Y es que el dueño del preciado artículo, que para muchos es objeto de devoción, no es otro que el legendario David Gilmour, de Pink Floyd, que el próximo 20 de junio subastará en la Gran Manzana un total de 126 de sus guitarras con fines benéficos.

Esta, la Black Strat, una guitarra eléctrica Fender Stratocaster de 1969, es la joya de la corona de la colección, el “viejo amigo” que acompañó a Gilmour desde 1971, cuando la compró en Nueva York -curiosamente a escasas cuadras del lugar en el que saldrá de nuevo a la venta- hasta mediados de los ochenta.

“David Gilmour la compró después de que, en medio de una gira por Estados Unidos, les robaran el camión en el que llevaban todo el equipo.

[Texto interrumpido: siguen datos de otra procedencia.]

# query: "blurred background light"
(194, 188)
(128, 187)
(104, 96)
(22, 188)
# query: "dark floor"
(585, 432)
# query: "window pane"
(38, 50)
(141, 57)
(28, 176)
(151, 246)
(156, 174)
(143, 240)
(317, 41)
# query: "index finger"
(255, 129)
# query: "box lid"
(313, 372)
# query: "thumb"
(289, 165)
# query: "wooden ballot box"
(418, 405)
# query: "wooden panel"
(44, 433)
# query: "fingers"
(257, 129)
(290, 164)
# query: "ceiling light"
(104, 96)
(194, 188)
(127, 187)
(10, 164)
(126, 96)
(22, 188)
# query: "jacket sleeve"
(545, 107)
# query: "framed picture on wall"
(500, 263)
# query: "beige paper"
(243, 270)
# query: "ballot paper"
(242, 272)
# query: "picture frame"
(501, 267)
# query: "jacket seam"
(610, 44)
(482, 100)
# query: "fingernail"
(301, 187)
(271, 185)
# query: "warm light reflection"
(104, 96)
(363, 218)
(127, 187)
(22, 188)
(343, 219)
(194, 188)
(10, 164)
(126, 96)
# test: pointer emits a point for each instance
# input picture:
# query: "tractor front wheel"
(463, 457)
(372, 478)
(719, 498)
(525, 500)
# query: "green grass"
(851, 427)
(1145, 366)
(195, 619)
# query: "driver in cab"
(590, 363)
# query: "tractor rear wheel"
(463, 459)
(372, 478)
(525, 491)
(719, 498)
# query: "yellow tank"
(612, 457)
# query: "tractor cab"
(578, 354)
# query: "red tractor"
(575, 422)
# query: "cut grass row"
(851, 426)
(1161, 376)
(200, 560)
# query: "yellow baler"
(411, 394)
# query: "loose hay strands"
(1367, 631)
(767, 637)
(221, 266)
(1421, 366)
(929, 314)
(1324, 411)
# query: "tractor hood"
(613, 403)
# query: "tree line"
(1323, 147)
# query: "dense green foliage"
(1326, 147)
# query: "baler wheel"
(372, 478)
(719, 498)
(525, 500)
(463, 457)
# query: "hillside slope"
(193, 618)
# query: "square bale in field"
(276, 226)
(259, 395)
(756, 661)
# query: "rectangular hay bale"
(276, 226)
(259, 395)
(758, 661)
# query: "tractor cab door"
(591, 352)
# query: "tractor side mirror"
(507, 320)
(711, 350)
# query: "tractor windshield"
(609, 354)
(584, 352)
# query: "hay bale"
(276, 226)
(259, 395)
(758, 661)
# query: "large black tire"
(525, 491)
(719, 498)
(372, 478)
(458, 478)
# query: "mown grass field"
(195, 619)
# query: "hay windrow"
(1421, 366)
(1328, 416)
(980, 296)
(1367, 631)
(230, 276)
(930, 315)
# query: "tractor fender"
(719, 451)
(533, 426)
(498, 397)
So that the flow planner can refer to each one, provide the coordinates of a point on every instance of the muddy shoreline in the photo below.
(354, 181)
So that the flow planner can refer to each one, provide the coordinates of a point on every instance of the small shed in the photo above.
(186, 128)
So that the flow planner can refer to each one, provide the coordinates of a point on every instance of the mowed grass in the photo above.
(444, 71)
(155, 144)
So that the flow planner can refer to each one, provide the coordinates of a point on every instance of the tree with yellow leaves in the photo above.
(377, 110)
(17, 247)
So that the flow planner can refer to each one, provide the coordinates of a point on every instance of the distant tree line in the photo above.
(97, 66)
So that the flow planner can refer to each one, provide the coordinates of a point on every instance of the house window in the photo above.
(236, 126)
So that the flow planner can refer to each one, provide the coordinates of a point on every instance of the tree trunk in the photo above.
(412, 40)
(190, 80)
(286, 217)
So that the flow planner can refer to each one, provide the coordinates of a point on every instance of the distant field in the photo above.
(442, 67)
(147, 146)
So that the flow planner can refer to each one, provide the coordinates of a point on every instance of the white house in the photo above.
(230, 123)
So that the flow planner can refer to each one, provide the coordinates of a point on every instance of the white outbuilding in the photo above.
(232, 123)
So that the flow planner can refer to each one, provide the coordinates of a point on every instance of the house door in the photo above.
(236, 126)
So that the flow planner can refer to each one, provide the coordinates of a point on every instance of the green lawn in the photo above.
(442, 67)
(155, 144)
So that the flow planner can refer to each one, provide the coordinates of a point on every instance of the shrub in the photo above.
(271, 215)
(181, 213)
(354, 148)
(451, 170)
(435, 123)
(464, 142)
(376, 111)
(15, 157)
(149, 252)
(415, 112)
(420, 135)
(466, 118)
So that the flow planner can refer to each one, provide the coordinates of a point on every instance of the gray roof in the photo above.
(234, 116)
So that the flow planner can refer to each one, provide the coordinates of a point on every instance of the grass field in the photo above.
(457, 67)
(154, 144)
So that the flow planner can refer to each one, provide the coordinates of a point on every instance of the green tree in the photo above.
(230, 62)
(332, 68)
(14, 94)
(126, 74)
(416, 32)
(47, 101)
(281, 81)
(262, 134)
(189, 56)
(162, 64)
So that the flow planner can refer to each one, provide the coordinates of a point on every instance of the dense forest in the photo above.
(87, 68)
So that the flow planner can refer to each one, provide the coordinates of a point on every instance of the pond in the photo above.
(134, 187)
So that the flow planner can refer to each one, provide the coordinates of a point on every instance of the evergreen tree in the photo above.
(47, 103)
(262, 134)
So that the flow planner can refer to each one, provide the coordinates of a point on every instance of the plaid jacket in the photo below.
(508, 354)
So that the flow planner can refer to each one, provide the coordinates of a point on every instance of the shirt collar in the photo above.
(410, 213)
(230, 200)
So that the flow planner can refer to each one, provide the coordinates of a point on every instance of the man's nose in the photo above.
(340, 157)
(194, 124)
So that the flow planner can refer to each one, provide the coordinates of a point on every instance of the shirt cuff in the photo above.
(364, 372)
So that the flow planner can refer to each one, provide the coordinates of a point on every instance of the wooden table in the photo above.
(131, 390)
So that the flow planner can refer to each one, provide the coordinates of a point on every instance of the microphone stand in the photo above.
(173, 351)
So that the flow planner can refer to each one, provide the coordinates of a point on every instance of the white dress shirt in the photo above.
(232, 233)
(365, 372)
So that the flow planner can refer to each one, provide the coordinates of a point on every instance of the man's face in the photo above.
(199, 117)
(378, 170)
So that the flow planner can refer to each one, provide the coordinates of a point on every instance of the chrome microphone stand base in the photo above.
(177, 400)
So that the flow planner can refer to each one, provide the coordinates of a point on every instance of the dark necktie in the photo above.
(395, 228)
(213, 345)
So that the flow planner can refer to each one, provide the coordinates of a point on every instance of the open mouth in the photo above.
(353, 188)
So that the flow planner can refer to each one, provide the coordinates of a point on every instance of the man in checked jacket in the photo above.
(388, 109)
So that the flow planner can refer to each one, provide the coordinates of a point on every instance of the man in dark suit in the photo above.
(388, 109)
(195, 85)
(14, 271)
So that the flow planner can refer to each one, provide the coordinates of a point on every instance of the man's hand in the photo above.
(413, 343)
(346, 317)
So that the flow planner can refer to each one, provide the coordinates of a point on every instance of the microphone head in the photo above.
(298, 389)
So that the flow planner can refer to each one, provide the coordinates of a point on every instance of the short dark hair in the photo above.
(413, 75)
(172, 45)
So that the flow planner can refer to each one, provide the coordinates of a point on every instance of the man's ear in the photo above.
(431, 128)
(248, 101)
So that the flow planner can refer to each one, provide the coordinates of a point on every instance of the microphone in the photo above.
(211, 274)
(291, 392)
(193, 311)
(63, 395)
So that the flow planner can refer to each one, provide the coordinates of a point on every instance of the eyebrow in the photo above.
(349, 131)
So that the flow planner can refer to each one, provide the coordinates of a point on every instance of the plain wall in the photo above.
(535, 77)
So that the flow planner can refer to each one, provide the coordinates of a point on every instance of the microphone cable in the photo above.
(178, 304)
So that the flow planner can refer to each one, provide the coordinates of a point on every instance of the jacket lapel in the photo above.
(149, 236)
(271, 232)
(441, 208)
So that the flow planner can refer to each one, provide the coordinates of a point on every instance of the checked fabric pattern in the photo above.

Así que vino a Nueva York de camino de vuelta a Londres y la compró en la mítica tienda de música Manny’s”, cuenta Kerry Keane, especialista en instrumentos musicales de Christie’s. “Ha permanecido con él toda su carrera y ha sido una plataforma para sus actuaciones y grabaciones”, agrega.

Aunque la Black Strat es la que mayor atención se lleva, que dado su valor histórico y sentimental tiene un precio calculado entre 100.000 y 150.000 dólares, la guitarra está acompañada de otras muchas “compañeras” de Gilmour, que por respeto ocupan galerías contiguas.

“Estas cinco o seis habitaciones de Christie’s Nueva York representan una sobreabundancia de riquezas para cualquier coleccionista de guitarras”, dice Keane.

Entre las más de 120 guitarras también se encuentra la White Fender Stratocaster #0001, la cual se ha convertido en la representación de la larga carrera del miembro de Pink Floyd, ya que su uso constante tanto en grabaciones como en conciertos la ha llevado a ser una pieza fácilmente reconocible para sus seguidores.

Esta última, junto a la excepcional Grestch White Penguin 6134, también han sido valoradas en entre 100.000 y 150.000 dólares, aunque a la venta saldrán, además, piezas más asequibles, como la guitarra acústica de 1969 de C.F. Martin & Company, valorada en un máximo de 20.000 dólares, que, como explica Keane, tiene un claro valor sentimental para el artista.

“Hace año y medio que recibimos la lista de guitarras que David había seleccionado para vender, y esta concretamente venía con una anotación: ‘No estoy seguro de querer vender esta”, precisó.

Más de 1.000 personas se han registrado para participar en la subasta, cifra muy superior a otras ventas de Christie’s, cuenta su representante Sara Fox, que apunta a que la compañía calcula que se consiga recaudar alrededor del millón de dólares. “Pero, claro, hay que tener en cuenta que obviamente hay muchas personas que quieren hacerse con una, con lo cual podría superar esa cifra”, agrega.

Gilmour destinará los fondos conseguidos a varias organizaciones con las que suele colaborar. Tienen que ver con la lucha contra el hambre y el apoyo a los sintecho.

“Subastando estas guitarras, espero poder prestar ayuda donde realmente se necesita”, dijo el músico en el comunicado de Christie’s. Añadió que espera que las guitarras sigan regalándole música a los futuros propietarios. “Va a ser una tortura dejarlas ir y quizás algún día tendré que encontrar una o dos de ellas para comprarlas de vuelta”, confesó.